Israel to Benefit from USC Shoah Foundation Institute Archives

The University of Haifa will integrate the institute’s nearly 52,000 video testimony from Holocaust survivors and other survivors into its new multidisciplinary, international master’s program in Holocaust studies.
ByJemal-Lucien Young

The University of Haifa has become the first university in Israel with access to the USC Shoah Foundation Institute for Visual History and Education’s archive, a searchable repository of nearly 52,000 video interviews with Holocaust survivors and other witnesses.

“New scholarship based on eyewitness testimony is essential to a deeper record of the Holocaust and the world that existed before it, and to a better understanding of its individual and social consequences,” said Stephen D. Smith, the institute’s executive director. “The visual history archive is an unparalleled resource for such scholarship, and the audiovisual nature and broad scope of its content make it relevant to many other fields of study as well. We’re thrilled to see the University of Haifa host the archive in Israel.”

The university plans to integrate the visual history archive into its new international master’s program in Holocaust studies, a multidisciplinary program of courses on such topics as the history of the Holocaust, social psychology, anthropology of trauma, interview methodology and the methodology of testimony analysis, genocide, and international law.

“There will be substantial usage of the testimonies throughout all the classes offered by the program, and students will be encouraged to make use of the testimonies for their research and thesis papers,” said professor Arieh Kochavi, head of the Strochlitz Institute for Holocaust Research at the University of Haifa. “The use of the archive will enrich the program in a very unique way, by attaching specific faces and concrete names to the students’ historical knowledge.”
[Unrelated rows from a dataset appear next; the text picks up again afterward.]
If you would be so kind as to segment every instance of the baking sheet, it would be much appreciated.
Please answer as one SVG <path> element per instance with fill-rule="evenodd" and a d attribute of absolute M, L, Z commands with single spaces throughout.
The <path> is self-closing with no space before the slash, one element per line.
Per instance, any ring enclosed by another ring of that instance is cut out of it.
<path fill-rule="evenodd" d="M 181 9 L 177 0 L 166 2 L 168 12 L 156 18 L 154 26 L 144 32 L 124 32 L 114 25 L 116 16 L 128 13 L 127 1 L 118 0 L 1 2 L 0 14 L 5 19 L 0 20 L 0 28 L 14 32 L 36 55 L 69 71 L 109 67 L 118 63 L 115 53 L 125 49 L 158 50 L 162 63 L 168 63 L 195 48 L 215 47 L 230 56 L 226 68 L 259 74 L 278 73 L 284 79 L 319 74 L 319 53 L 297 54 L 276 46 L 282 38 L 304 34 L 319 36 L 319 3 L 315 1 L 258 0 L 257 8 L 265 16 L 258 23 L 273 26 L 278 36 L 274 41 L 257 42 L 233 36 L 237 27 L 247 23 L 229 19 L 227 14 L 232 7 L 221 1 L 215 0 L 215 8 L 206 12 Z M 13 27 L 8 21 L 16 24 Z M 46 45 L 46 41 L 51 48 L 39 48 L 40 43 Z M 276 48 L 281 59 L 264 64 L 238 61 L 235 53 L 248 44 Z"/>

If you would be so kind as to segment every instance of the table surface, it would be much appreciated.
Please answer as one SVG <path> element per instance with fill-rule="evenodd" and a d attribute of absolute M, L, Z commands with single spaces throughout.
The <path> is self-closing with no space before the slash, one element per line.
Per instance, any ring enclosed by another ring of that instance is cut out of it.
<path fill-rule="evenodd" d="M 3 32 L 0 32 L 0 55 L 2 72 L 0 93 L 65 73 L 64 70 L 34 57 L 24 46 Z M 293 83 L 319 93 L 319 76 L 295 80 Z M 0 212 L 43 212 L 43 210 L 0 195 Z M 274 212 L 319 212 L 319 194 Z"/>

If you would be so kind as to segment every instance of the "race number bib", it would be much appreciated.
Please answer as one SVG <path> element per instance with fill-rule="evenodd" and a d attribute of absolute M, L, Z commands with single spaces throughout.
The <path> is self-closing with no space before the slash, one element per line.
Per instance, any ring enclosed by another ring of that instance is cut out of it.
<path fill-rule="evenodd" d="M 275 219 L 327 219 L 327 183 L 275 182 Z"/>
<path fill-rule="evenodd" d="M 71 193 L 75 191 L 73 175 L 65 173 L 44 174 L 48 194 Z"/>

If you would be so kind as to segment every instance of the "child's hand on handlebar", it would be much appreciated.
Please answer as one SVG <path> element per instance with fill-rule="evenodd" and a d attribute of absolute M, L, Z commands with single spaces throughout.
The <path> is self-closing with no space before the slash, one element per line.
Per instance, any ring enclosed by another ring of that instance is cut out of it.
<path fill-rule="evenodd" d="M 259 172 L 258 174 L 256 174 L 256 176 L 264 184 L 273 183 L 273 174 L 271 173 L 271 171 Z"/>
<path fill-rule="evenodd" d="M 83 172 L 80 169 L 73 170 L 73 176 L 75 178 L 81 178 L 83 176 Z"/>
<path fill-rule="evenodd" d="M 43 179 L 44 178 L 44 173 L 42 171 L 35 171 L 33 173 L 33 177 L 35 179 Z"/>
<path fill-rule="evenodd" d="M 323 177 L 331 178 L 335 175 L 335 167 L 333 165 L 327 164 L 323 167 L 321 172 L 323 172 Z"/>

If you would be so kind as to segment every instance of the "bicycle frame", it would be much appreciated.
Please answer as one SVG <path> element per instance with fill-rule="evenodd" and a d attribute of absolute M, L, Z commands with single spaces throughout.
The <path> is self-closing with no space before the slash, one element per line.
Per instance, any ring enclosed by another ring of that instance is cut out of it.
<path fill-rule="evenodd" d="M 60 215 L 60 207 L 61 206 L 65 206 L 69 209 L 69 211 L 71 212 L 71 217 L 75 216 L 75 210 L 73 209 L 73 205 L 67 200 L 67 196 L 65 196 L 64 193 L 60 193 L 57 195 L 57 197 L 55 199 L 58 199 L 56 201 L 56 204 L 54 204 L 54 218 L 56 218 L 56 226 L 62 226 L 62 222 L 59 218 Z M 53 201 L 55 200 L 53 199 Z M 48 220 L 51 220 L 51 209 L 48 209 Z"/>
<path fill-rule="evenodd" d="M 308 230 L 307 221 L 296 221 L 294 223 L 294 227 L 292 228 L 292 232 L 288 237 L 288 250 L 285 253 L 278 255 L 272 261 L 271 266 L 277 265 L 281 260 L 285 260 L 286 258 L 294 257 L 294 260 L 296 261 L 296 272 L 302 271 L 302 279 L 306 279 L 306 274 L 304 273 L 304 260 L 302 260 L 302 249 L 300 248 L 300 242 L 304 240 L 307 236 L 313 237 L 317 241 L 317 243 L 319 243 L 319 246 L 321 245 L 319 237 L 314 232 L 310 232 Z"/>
Recently, the USC Shoah Foundation Institute provided visual history archive training for University of Haifa librarians and faculty members in the humanities and social sciences. In addition, the university has organized an international symposium, “Bridging the Divide in Holocaust and Genocide Studies: Towards a Cross-Cultural Interdisciplinary Dialogue.”

The symposium — which will explore the way Holocaust-based discourse, tropes and commemorative practice inform diverse experiences of global mass-violence in everyday life — is presented in partnership by the University of Haifa’s Department of Sociology and Anthropology; the Strochlitz Institute for Holocaust Research; Gerda Henkel Stiftung; the Israeli Mosaic; the USC Shoah Foundation Institute, and the USC Dana and David Dornsife College of Letters, Arts and Sciences.

Funding for Visual History Archive access at the University of Haifa is provided by Lee Liberman, vice chair of the University of Haifa Board of Governors. Liberman is also a member of the USC Shoah Foundation Institute’s Board of Councilors.